A reader writes:
Are you familiar with this 2nd Edition of the Ignatius Catholic Leather Bible that has just been released? It is leather and I would like to get one, but I am never sure on what will be considered a "good" translation. I have read your tracts on Bible translations already and know that you recommend the RSV, so is the 2nd Edition RSV going to be pretty much the same thing and trustworthy?
I had not previously been familiar with the 2nd edition of the Ignatius Bible, though my confidence in the publishing house is such that I would have been able to recommend it anyway.
By a strange coincidence, however, I happened to have the chance to examine a copy of it today. (Our purchaser at Catholic Answers wanted me to look over a copy to see if it was something we want to carry.)
As a result, I now have more familiarity with it and can give a more specific response.
It appears that they have done three basic things:
- They re-typeset it so that it looks better than it did before on the page.
- They took the notes that used to appear in appendices at the end of the Old and New Testaments and put them on the pages that the notes apply to, so you no longer have to flip to the back of the book.
- They made minor changes to confusing and archaic language at a very small number of points in the translation.

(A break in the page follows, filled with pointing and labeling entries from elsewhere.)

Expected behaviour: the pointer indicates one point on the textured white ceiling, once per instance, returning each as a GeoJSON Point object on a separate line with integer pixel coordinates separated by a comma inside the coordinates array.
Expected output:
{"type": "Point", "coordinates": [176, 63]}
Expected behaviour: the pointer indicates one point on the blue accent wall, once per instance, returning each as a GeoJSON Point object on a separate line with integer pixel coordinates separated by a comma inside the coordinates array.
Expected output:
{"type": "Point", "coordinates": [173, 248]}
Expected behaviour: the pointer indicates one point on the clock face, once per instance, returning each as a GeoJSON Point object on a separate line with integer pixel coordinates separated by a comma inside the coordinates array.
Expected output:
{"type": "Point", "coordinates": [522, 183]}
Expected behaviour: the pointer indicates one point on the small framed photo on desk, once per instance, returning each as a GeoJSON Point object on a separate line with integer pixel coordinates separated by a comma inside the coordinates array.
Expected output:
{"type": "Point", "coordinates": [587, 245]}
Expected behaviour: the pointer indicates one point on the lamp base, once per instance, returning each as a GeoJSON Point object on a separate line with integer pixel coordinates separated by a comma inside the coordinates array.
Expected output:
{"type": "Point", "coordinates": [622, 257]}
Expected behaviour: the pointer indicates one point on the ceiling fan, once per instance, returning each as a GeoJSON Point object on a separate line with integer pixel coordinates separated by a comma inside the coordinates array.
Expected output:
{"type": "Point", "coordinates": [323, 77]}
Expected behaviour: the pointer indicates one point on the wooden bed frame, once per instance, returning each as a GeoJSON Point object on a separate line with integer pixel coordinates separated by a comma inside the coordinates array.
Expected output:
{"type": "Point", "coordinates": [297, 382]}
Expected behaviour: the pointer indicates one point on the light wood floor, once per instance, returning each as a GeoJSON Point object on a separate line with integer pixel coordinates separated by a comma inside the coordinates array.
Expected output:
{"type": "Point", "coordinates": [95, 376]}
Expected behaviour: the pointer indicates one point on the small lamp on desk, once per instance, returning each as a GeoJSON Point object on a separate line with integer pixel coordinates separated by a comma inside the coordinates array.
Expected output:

Here’s how the Ignatius web site (www.ignatius.com) describes this edition:
A completely new typeset and designed edition of the popular Ignatius Revised Standard Version Bible, with minor revisions to some of the archaic language used in the first edition. This revised version is a contemporary English translation without dumbing-down the text. This second edition of the RSV doesn’t put the biblical text through a filter to make it acceptable to current tastes and prejudices, and it retains the beauty of the RSV language that has made it such a joy to read and reflect on the Word of God. Now the only Catholic Bible in standard English is even more beautiful in word and design!
Note the clause that I’ve highlighted in blue. This is code for "this Bible does not make feminist revisions to the genders that are found in the biblical text."
That’s a good thing.
And I’d have no problem recommending this edition.